When a luxury conglomerate owns a fashion brand, much like all things they invest in, they expect immediate results. They appoint current and trendy ‘bad-boys’ of fashion as creative directors, and if their investment into the creative director doesn’t yield the expected ROI, they face the guillotine. Lifespans of creative directors, and creativity in essence, is short-lived under the guise of a corporate agenda. Worse still, creative directors are not kept long enough for their personal and the brand’s aesthetics to work in unison — forever a revolving door and an unsustainable flow of creativity, exposing both creative director and the brand to vicious reviews. Of course, there will always be fashion that is purely commercial, and luxury remains prohibitively expensive for a huge chunk of the population. But it is only when the creativity of directors comes up against the dictates of commerce that fashion as an art form becomes seen as less pure. leaving practices such as haute couture and artisanal craftsmanship to die off and become ignored. In an industry where the bottom line dominates, the way in which fashion has been supposedly “democratised” has cheapened craftsmanship. Slapping on a logo seems to be the go-to to make a quick dollar, calling brand integrity into question.
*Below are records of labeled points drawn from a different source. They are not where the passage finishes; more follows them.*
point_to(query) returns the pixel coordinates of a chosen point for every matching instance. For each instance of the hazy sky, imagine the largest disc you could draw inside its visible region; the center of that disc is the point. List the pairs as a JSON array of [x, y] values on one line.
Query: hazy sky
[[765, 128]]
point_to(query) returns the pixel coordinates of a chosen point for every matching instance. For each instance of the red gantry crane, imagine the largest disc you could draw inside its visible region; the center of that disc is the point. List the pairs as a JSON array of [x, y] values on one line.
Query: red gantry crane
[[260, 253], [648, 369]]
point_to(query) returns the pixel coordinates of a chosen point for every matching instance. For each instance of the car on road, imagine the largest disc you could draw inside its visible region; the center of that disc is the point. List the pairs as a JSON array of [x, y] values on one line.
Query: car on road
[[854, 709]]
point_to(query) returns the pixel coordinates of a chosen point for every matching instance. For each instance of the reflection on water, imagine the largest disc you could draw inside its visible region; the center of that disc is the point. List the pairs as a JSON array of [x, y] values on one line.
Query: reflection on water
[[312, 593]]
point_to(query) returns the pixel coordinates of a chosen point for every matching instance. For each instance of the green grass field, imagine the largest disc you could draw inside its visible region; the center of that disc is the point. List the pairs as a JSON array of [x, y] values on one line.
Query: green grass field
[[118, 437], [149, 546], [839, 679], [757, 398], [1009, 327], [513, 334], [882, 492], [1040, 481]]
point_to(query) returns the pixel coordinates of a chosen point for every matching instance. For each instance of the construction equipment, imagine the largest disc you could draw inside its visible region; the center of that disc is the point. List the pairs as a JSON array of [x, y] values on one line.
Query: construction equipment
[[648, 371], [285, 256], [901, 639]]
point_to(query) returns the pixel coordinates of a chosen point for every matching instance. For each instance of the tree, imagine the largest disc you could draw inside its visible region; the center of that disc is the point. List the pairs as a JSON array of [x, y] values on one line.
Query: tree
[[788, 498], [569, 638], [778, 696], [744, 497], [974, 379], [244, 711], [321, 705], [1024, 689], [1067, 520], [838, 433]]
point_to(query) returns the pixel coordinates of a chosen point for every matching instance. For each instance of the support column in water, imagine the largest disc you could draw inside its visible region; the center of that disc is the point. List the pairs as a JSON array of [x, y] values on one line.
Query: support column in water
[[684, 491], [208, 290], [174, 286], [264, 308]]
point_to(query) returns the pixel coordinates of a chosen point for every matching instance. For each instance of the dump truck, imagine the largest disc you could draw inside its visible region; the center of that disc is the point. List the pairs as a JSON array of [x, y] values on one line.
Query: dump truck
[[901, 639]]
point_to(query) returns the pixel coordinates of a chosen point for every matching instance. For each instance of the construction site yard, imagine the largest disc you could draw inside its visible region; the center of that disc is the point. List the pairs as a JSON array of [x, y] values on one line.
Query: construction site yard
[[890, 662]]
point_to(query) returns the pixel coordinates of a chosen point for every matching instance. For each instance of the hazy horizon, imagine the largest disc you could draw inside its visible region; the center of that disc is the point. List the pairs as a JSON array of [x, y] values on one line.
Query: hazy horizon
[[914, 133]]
In addition, Arnault has made familiar a new luxury model: enhance timelessness, jazz up the design, and advertise like crazy. From a marketing point of view, luxury has become about selling a lifestyle, a heritage of craftsmanship. Conglomerates bolster the fact their products are made by artisans in Italy or France, as if making fine leather goods, beautiful fabrics and blinding embroideries are in their genes, continuing the legacy of fashion houses they bought out long ago. But while the “Made in France” or “Made in Italy” label is the cachet, the reality is that brands mass-produce these Eurocentric claims offshore to manufacturing capitals in developing nations, only to rip their “Made in China/Romania/Mauritius” label off and stitch on “Made in France”. Of course, most would never admit this.
The middle market has swallowed the concocted “dream of luxury”, particularly in China, India and Russia — places where luxury was abundant under the Tang dynasty, the Maharajas and the Czars. Now, illusions of grandeur in a culture of conspicuous consumption widen the wealth gap; covering oneself in European luxuries, synonymous with prestige, reinvigorates class hierarchies put in place by colonial histories.
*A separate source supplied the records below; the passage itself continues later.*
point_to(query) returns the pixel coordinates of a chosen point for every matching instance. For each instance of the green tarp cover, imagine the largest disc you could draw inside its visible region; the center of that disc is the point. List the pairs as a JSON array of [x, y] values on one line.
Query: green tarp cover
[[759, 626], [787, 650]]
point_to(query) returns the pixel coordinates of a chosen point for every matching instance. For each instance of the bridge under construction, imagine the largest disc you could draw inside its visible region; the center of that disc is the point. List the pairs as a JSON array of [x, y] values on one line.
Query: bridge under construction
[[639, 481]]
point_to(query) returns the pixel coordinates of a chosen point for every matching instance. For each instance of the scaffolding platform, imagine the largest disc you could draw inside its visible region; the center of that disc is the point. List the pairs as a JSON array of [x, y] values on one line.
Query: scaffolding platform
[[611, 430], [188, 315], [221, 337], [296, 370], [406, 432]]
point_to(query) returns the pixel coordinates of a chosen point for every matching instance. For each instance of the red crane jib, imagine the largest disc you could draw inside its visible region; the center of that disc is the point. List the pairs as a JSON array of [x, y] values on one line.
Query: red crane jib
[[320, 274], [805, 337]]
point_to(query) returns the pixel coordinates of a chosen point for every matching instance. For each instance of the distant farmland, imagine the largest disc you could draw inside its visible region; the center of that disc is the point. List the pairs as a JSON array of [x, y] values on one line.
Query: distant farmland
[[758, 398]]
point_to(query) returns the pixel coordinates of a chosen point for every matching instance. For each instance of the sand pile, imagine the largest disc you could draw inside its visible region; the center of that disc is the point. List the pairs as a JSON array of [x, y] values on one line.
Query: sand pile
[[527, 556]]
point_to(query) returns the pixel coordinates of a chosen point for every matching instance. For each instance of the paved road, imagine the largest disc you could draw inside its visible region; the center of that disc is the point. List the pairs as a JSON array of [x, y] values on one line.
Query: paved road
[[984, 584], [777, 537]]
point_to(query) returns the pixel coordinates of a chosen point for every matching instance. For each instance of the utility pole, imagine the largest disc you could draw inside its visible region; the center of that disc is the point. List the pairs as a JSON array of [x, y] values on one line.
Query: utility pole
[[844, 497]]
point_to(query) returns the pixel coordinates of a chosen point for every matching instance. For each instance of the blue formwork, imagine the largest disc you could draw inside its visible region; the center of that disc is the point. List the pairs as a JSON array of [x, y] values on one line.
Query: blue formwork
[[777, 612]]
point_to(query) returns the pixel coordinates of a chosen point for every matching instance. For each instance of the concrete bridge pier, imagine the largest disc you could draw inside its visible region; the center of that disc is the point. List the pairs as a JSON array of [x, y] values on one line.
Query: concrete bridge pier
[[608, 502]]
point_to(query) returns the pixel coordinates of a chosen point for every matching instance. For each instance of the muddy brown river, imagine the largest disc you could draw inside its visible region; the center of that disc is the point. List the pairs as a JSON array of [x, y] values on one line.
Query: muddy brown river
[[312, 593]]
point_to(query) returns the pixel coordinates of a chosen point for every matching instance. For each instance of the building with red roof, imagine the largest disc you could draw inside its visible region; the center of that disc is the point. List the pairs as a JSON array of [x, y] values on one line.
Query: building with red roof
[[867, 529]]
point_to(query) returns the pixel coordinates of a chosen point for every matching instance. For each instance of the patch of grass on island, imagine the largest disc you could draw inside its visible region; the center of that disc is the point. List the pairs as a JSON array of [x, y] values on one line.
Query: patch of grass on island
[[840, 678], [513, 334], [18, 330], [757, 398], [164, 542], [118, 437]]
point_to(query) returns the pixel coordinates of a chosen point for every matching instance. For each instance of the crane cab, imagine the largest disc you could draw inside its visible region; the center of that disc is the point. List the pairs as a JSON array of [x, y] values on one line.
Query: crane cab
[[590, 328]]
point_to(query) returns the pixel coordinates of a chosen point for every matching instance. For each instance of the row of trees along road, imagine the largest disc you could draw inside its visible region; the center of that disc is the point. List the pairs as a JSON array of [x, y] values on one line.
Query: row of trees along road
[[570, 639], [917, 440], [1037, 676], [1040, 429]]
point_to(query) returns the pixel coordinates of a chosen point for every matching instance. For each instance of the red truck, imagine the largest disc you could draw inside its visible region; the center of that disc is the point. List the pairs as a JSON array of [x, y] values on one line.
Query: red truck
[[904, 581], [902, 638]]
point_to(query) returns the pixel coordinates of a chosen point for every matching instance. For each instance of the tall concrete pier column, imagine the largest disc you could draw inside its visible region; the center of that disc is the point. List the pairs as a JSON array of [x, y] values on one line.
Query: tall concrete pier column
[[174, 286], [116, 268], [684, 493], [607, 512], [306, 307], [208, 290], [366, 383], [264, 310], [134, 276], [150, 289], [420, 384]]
In a fashion landscape where the supposed democratisation of luxury has cheapened it, and turned its perception into an empty word at the cost of creative integrity, what form does luxury take today?
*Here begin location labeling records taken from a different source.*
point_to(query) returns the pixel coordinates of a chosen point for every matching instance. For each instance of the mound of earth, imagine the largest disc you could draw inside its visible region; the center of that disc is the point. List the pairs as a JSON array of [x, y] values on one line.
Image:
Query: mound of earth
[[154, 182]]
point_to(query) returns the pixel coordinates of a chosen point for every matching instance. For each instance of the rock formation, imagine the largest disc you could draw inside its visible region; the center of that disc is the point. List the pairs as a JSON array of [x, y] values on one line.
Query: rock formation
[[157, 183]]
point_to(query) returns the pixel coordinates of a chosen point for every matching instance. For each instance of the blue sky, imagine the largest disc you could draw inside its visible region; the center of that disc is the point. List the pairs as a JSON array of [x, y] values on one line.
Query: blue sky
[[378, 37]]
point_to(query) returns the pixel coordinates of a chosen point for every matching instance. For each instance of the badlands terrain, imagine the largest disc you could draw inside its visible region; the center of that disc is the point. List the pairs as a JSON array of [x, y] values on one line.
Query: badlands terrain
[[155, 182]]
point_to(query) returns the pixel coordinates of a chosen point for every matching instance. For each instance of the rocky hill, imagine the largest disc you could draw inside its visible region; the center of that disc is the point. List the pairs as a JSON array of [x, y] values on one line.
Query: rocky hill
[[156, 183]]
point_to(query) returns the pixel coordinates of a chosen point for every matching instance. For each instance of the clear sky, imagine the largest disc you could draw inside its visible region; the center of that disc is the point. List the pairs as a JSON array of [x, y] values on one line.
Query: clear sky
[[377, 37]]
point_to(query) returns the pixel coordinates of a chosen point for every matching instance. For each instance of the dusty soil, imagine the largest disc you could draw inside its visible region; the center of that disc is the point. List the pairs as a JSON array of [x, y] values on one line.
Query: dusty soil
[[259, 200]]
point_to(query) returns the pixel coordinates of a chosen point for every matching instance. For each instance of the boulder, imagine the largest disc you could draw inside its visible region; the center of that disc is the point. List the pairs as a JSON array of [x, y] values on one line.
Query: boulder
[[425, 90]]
The best practitioners of luxury in fashion today are with independent designers, where luxury is not only about the finest materials, but about an experience and a connection with their wearer — reminiscent of old-world haute couture. Here, independent designers can creatively operate without an underlying corporate agenda, concerning themselves with craftsmanship rather than the bottom line and doing away with the “out of sight, out of mind” manufacturing philosophy adopted and dominated by fashion companies. Here, wearers know the provenance of their clothes, and the importance of not compromising any aspect of their brand’s integrity — they are what keep fashion as a medium of art alive today.
‘Luxury’ has been hackneyed by marketing departments to give the middle class the impression of upward mobility, able to afford premium products. Meanwhile, in reality, the gap between rich and poor has widened tremendously, and the fortunes of conglomerates have grown. Luxury is haute couture and craftsmanship. Everything else is just very expensive.